Khadija al-Salami a pu divorcer, mais sa famille l'a reniée. Elle vivait avec sa mère, elle-même divorcée. Elle allait à l'école le matin et travaillait l'après-midi dans une télévision locale. Une bourse lui a permis d'étudier aux États-Unis. Elle vit aujourd'hui à Paris, où elle a travaillé comme attachée culturelle à l'ambassade du Yémen, et elle est considérée comme l'une des premières femmes cinéastes de son pays, le plus pauvre des pays arabes. Tous ses films et ses documentaires, comme Amina, Une étrangère dans sa ville et Moi Nojoom, 10 ans, divorcée, concernent le sort des femmes. 

«J'ai consacré ma vie à combattre ce crime, puisque je l'ai vécu. J'aide aussi les filles qui demandent le divorce par tous les moyens. C'est mon combat.»

Tournage cauchemardesque

Et le cinéma fait partie de ce combat. Quand elle nous raconte les problèmes de son tournage au Yémen, on se dit que c'est pratiquement du cinéma-guérilla! Aucune infrastructure pour tourner un film, pas d'électricité, un kidnapping, la méfiance des gens, une expulsion d'un village après trois jours de tournage, des images qu'on lui a demandé de détruire. Un homme est même mort en tombant de son toit parce qu'il voulait regarder l'équipe au travail, et Khadija al-Salami a dû payer ses funérailles, car la famille la tenait responsable de l'accident. «C'était catastrophique», se souvient-elle, l'air découragé.

Mais pourquoi dans ces circonstances vouloir absolument tourner au Yémen? «Parce que c'était important et parce que c'est une histoire vraie», répond-elle, avant d'ajouter en riant: «Et parce que le Yémen, c'est un beau pays!» Ses images témoignent de la beauté époustouflante de ce coin du monde, malgré le difficile sujet de son film.

On sent aussi une intention d'éduquer dans Moi Nojoom, 10 ans, divorcée, qui s'inspire d'un cas célèbre, celui de Nojoud Ali en 2008, qui a obtenu le divorce à 10 ans. Les inégalités sociales et les traditions expliquent en partie le sort de l'héroïne. Khadija al-Salami reconnaît qu'enfant, elle considérait ceux qui l'avaient mariée comme «des monstres». Mais avec le recul, elle voit les choses d'un autre oeil. «Les principaux ennemis de ces gens sont la pauvreté et l'ignorance.»

«Quand j'étais petite, ma grand-mère me répétait tout le temps qu'une femme est née pour deux choses: soit être enterrée, soit être mariée. Et c'était pourtant une femme forte, tout le monde avait peur d'elle! Mais c'était dans son éducation de croire que les femmes étaient inférieures.»

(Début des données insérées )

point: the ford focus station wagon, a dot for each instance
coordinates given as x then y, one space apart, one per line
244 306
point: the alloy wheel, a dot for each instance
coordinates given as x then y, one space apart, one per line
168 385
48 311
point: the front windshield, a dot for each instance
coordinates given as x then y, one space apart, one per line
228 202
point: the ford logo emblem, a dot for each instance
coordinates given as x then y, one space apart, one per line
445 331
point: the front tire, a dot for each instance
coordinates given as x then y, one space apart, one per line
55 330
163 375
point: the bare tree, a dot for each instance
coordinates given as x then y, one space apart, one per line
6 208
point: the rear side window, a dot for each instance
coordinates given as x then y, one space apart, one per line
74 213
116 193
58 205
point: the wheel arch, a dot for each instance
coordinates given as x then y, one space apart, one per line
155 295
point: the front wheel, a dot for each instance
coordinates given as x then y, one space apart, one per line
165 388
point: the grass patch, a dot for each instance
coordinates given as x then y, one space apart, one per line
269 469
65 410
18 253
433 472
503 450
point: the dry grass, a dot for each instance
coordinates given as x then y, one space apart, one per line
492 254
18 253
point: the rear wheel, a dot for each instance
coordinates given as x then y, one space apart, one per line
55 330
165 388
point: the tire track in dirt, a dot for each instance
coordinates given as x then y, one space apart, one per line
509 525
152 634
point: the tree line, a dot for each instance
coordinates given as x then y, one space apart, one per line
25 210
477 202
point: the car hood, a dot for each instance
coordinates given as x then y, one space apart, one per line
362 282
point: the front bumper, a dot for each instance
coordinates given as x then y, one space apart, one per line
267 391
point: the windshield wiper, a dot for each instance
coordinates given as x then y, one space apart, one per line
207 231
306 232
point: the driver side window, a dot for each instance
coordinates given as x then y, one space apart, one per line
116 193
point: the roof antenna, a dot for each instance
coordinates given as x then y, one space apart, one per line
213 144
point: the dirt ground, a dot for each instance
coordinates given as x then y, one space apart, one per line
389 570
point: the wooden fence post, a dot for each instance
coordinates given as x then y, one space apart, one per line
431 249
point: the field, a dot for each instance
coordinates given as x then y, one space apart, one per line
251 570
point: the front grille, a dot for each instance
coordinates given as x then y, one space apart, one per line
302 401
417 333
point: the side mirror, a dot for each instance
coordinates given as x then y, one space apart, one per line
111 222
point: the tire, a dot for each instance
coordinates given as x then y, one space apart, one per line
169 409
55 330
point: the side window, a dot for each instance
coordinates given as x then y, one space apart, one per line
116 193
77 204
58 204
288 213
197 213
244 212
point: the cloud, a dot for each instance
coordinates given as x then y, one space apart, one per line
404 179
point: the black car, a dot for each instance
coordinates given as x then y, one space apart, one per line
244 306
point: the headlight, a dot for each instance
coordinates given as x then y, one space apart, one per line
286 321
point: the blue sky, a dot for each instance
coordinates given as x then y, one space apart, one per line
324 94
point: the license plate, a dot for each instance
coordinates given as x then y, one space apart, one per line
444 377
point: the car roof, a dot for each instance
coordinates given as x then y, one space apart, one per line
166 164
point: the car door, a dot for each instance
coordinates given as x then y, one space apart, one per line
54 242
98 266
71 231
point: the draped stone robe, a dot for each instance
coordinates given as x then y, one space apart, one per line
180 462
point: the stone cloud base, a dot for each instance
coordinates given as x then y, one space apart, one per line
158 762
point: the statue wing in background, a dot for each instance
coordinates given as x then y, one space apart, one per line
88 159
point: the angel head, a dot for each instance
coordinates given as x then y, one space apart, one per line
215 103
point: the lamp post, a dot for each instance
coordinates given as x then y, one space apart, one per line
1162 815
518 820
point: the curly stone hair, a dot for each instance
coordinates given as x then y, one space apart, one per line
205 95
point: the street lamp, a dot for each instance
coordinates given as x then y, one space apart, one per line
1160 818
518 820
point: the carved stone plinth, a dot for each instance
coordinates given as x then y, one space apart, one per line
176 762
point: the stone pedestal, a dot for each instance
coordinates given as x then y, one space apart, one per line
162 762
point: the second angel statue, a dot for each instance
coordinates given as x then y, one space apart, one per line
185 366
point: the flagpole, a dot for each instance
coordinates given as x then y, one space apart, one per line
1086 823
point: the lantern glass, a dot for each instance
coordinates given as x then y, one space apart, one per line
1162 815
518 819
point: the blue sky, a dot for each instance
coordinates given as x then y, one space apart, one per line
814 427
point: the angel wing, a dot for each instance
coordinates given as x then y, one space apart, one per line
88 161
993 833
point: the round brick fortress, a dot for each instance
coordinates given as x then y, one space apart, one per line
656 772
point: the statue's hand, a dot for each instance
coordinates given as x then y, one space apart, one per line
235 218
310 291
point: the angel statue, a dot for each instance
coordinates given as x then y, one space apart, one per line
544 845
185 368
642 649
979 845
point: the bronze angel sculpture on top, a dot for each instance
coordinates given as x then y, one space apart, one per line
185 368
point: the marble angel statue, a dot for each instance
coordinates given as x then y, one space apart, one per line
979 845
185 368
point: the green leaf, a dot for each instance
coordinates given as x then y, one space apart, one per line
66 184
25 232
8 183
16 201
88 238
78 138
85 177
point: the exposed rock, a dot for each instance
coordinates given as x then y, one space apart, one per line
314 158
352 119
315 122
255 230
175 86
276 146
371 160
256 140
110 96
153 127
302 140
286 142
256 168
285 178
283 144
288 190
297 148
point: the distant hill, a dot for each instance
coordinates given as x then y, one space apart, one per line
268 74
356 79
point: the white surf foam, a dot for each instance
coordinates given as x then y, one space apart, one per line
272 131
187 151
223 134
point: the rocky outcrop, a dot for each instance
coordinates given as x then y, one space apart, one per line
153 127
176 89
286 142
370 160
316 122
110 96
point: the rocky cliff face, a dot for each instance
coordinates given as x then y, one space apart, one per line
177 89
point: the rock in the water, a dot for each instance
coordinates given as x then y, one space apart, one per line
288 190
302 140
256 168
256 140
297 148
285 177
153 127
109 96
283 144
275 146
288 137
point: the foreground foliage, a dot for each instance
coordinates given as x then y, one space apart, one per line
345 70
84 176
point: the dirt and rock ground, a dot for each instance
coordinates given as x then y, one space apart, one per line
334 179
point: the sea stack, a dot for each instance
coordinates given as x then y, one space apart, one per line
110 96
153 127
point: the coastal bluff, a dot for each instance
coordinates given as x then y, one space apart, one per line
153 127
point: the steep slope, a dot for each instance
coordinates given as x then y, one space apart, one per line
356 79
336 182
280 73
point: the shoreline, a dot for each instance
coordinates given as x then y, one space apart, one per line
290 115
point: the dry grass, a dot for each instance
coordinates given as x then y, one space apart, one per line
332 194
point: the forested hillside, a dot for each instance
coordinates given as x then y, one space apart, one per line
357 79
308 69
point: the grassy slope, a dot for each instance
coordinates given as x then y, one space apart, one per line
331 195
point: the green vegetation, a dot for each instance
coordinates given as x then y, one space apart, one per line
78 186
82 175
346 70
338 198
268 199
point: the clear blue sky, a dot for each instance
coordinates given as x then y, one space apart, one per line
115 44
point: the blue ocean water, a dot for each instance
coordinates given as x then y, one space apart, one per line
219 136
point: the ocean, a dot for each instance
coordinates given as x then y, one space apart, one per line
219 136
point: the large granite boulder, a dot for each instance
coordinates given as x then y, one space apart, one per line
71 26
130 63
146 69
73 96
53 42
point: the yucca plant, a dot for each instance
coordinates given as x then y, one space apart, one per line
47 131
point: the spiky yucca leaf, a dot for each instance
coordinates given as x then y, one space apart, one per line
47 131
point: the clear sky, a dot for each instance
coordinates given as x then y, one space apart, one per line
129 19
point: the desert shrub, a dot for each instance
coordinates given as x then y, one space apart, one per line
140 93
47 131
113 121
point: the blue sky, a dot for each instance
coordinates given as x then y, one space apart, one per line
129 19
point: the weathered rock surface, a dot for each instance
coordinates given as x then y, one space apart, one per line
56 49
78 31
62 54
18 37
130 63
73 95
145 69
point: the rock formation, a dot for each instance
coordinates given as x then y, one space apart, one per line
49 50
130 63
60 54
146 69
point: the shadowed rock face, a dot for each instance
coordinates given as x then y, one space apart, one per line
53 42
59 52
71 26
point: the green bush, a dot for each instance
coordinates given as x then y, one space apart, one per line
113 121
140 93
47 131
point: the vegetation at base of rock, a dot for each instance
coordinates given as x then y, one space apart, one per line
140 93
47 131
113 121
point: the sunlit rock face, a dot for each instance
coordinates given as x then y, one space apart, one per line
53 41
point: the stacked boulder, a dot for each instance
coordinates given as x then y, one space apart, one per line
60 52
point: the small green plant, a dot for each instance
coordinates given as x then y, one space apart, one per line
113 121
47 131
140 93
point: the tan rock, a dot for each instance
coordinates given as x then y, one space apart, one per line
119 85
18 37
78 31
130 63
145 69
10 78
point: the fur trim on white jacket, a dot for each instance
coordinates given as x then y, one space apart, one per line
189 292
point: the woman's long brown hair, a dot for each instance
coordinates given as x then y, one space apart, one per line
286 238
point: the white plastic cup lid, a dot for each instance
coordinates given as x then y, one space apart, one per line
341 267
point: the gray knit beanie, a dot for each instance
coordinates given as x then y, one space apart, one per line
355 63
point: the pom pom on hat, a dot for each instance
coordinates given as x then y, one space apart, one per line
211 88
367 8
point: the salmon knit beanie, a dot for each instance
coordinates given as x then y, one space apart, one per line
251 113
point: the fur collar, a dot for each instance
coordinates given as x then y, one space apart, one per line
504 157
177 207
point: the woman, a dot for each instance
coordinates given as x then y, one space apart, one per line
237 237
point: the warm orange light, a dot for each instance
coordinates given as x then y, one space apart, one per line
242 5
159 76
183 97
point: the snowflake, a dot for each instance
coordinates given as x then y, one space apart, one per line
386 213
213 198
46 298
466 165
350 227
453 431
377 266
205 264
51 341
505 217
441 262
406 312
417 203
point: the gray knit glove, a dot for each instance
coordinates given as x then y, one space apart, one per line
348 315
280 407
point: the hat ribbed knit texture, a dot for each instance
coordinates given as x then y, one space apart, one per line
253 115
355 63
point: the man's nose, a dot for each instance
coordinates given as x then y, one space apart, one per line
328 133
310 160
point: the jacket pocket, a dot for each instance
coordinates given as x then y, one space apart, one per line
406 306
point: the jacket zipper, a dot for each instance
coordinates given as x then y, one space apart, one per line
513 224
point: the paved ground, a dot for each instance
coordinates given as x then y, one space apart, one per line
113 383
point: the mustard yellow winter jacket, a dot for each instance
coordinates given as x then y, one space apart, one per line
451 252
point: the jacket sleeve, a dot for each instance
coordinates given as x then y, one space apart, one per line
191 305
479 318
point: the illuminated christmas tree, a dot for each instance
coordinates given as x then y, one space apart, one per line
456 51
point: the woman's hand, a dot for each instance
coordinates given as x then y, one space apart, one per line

La cinéaste estime qu'il y a des différences qui sont des richesses et d'autres qui sont mauvaises pour tout le monde. «Il y a de mauvaises traditions qu'il faut combattre. Les femmes en Occident ont combattu pour en arriver où elles sont. Nous sommes toutes les mêmes, nous avons toutes le désir de découvrir et d'être des égales.»

Refuser la peur

Comment, si jeune, Khadija al-Salami a-t-elle trouvé le courage de se rebeller contre son destin? «Je crois qu'on naît avec ça. Je n'ai jamais eu peur d'affronter ma famille. Peut-être aussi parce que j'aimais beaucoup la vie. J'ai eu cette force par amour de la vie et par haine de l'injustice. J'étais le mauvais exemple de la famille, et après, je suis devenue le meilleur exemple. Il ne faut jamais avoir peur, parce que sinon, on ne va jamais avancer ni faire avancer les autres.»

Aussi croit-elle au pouvoir du cinéma, dans ce pays où sévit l'analphabétisme. Des copies de son film circulent. Plus de fillettes ont demandé le divorce. Mais la guerre est arrivée et empêche toute progression. L'avenir est sombre pour les femmes au Yémen, en ce moment. «La priorité maintenant est de trouver un endroit pour se mettre à l'abri des bombardements, explique-t-elle. Près de 80 % de la population yéménite est actuellement menacée de famine. C'est pire que la Syrie. Les Saoudiens ont beaucoup d'argent, ils achètent des armes de partout et personne ne les dénonce parce qu'il y a beaucoup d'intérêts en jeu. C'est le premier pays qui viole les droits de l'homme. On parle de la démocratie et des droits, et on donne des armes à un pays que moi j'appelle le "grand Daech". Mais on ne dit rien parce que c'est un État et qu'il y a de l'argent en jeu. Je ne comprends pas ce qui se passe dans ce monde...»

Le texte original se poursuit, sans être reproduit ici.